Saturday, February 14, 2009

happy heart day.

Whitman's got nothing on Oprah. Her website, Oprah.com, currently features some new and intriguing research on matters of the heart. Here's a Valentine's Day sampler for you:

Date night's nice, but not necessary: Peter Fraenkel, Ph.D. - director of New York City's Center for Time, Work and the Family at the Ackerman Institute for the Family - advises, "Don't try to schedule time together. Schedules are more work, and you don't need more work." Rather, Dr. Fraenkel counsels couples to come up with a list of things they can enjoy together in under a minute: share a long kiss, a good joke, even a quick text message. Initiating three 60-second "pleasure points," as Fraenkel calls them, every day has proven successful in helping couples feel a better sense of connection throughout the week and feel less stressed about finding time for one another.

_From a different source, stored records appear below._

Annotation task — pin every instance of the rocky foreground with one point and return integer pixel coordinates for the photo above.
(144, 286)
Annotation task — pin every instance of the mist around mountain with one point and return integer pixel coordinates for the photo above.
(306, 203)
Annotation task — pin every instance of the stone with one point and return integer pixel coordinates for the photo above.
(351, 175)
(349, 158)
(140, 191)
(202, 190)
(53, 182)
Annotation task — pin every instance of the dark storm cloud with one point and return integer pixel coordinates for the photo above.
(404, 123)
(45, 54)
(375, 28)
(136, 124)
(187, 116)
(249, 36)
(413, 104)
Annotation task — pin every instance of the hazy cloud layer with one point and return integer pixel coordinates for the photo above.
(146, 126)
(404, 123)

Developing the divorce vaccine: Marriage researcher James V. Cordova, Ph.D.- an associate professor of psychology at Worcester, MA's Clark University - has created a concept called the Marriage Checkup, which serves the same purpose as a medical checkup, but for your relationship rather than your body. Noting that couples typically wait until the relationship is breaking down to see a counselor, Cordova's program is designed to prevent "sickness" before it requires treatment. The Checkup begins with a series of questionnaires that rate satisfaction levels with topics like sex or parenting. "We give couples feedback, teh same way a doctor does from blook work or an x-ray," Cordova explains. Still under development, the program seems promising in terms of enhancing relationship satisfaction and intimacy levels.

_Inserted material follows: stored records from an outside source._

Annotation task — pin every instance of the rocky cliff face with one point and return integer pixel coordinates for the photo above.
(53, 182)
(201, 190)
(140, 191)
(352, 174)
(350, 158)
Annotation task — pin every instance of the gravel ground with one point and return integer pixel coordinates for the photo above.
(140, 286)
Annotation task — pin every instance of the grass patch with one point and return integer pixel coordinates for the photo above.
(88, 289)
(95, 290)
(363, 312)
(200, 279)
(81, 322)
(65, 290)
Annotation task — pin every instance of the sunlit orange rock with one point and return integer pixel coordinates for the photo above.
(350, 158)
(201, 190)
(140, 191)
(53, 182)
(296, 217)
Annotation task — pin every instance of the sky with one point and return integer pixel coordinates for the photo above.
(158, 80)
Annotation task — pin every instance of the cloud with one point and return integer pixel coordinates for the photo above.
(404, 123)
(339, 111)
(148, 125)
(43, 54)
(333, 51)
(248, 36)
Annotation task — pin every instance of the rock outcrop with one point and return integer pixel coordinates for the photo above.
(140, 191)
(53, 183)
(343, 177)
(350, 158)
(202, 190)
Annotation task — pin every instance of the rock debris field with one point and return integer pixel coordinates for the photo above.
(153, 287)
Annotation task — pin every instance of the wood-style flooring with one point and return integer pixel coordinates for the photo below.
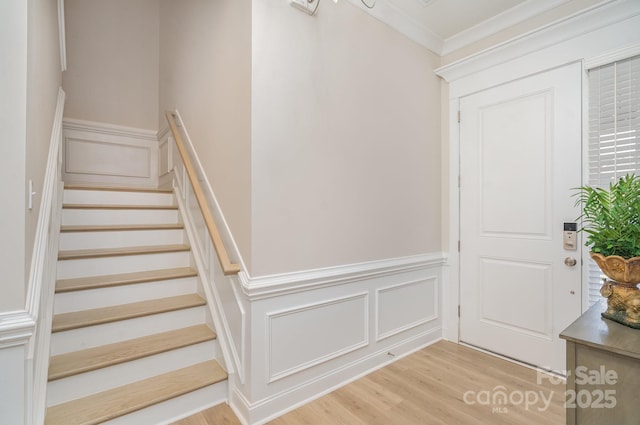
(443, 384)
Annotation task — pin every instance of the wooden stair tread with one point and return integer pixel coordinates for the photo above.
(94, 282)
(69, 364)
(117, 188)
(118, 207)
(119, 227)
(101, 407)
(115, 252)
(80, 319)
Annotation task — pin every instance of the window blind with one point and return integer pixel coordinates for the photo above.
(614, 133)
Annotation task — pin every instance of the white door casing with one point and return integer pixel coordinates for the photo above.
(520, 156)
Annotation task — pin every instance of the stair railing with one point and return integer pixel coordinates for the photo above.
(228, 267)
(42, 277)
(218, 274)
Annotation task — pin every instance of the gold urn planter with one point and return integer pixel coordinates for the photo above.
(620, 290)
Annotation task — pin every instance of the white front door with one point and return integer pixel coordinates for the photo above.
(520, 156)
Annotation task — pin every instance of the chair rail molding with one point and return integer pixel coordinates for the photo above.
(256, 288)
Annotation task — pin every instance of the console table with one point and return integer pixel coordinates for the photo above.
(603, 370)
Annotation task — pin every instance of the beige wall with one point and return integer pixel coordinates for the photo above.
(112, 61)
(346, 140)
(205, 73)
(13, 91)
(44, 78)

Erosion counts as change, too: Richard A. Mackey, professor emeritus at Boston College's graduate school of social work, studied heterosexual couples married over 20 years without ever having seen a counselor and found one key to their long-term success was understanding it's fruitless to insist their partner make big behavioral changes. Rather, they requested little modifications (rather than "Stop being such a slob!" they try, "Can you please put your dirty clothes in the hamper?"). Over two decades of asking one another for such slight alterations, many spouses (particularly women) had successfully nudged their partners into making significant changes without suffering alienation.